# Converting room into vivarium.



## clidbury (Mar 7, 2009)

Hi there!

I apologise if this has been covered before but I could only find a thread relating to a shed conversion (and I didn't want to resurface a super old thread!) 


But I was wondering, how would one go about converting a bedroom into a vivarium for a say... Iguana as an example. It's something I'd be interested in doing in a few years once I have my own house and was curious as to how to go about it. 


I saw in the shed thread that you'd need to insulate the entire thing (obviously), but is there anything in particular you'd need to make sure you do for converting a bedroom?


Thanks


----------



## caen (May 11, 2013)

I would sit back and have a good think about it. I don't know your circumstances but.........
that bedroom would no longer be a bedroom. would the other half agree to loosing a spare room. if a new house was on the horizon kids may soon follow and you may need that spare room. I would think about an outbuilding like a decent shed that can be insulated etc. at least if you move it can go with you and secondly if the other half starts moaning you can escape to the shed (I do:2thumb


----------



## my_shed (Jan 5, 2011)

Agree with the above in terms of thinking it through more. However, if you continue, you need to do some serious planning. If its for an iggy are you going to want a rainfall systen/misting system. Live plants. Deep substrate. Etc. If so you may want to approach it int the same way people install wet rooms, with a floor drain and the room waterproofed to prevent long term damage from moisture. You may want to nsulate it too, depends on the level of insulation present. Heating costs for a large enclosure are something else to consider. 

There are many other things to think about, but I'd love to see it if you choose to yo down this route. I'm planning something similar for a conservatory type thing at my house  

Dave


----------



## Meefloaf (Mar 24, 2013)

i've never done it, but, would perhaps even having it as a massive enclosure in the room not be better ? say the room was 10x15, make the enclosure say 10ft wide by 7'6" deep ?

you could build it like Dave said, but say maybe make the lower foot and a half or so asif it was a pond and fill it with a drainage layer (pebbles etc) and then divide it with weed block and then your substrate ?

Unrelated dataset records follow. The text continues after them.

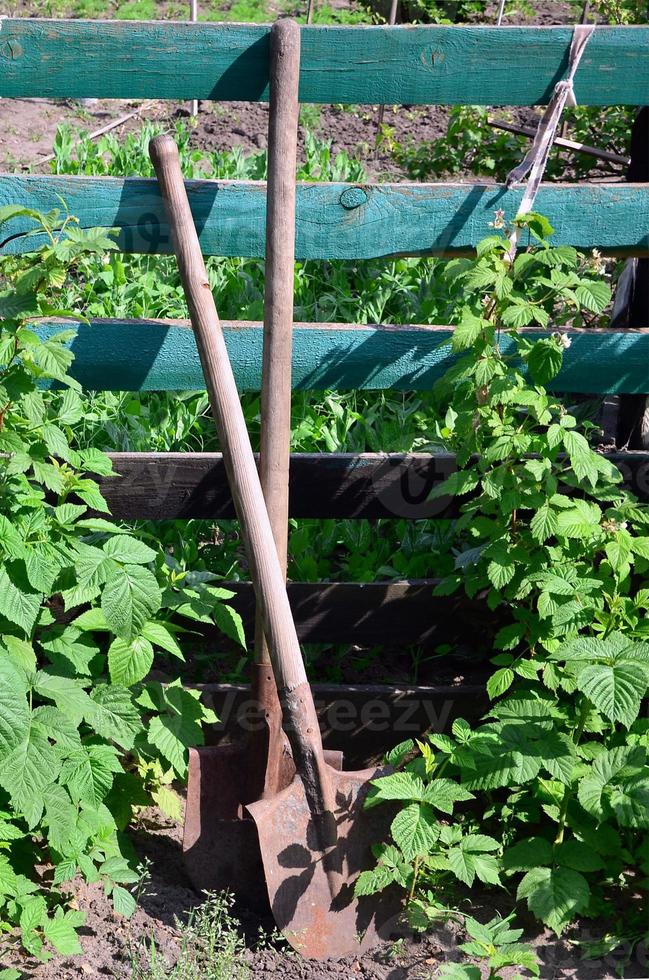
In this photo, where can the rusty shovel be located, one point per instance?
(315, 835)
(220, 842)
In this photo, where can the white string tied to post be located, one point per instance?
(536, 157)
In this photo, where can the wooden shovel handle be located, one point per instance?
(275, 445)
(266, 572)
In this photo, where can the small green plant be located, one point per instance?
(550, 792)
(496, 946)
(212, 947)
(85, 604)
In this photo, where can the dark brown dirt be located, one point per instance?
(111, 943)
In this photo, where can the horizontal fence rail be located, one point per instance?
(150, 355)
(334, 221)
(161, 486)
(369, 613)
(411, 65)
(362, 719)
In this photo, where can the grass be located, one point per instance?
(395, 290)
(239, 11)
(212, 947)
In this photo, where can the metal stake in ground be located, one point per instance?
(315, 836)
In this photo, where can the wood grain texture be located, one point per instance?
(412, 65)
(279, 272)
(160, 486)
(266, 571)
(149, 355)
(334, 221)
(368, 613)
(362, 720)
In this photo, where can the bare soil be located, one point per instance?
(111, 943)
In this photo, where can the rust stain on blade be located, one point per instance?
(298, 873)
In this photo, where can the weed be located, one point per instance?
(551, 788)
(212, 947)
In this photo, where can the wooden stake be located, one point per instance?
(193, 16)
(105, 129)
(592, 151)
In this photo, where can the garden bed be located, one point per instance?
(114, 947)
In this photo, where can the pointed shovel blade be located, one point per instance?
(316, 925)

p.s you may need to reinforce that floor


----------



## plasma234 (Feb 27, 2013)

Your probably better making an enclosure in the room, not make the room an enclosure par se. I would look for a shed that is a similar size and build it inside the room.


----------



## bloodpython22 (Feb 19, 2010)

I converted half of a room into my caiman enclosure
But got realy bad damp in the converted part of the room
Id stick to building a enclosure in the room


----------



## Luke (May 19, 2005)

Either an inclosure inside or one outside, I'd say the latter would be best because if the aforementioned children come along its not good to share a nursery with an iggy:whistling2:

On top of that you might not want to structurally affect your house with damp.


----------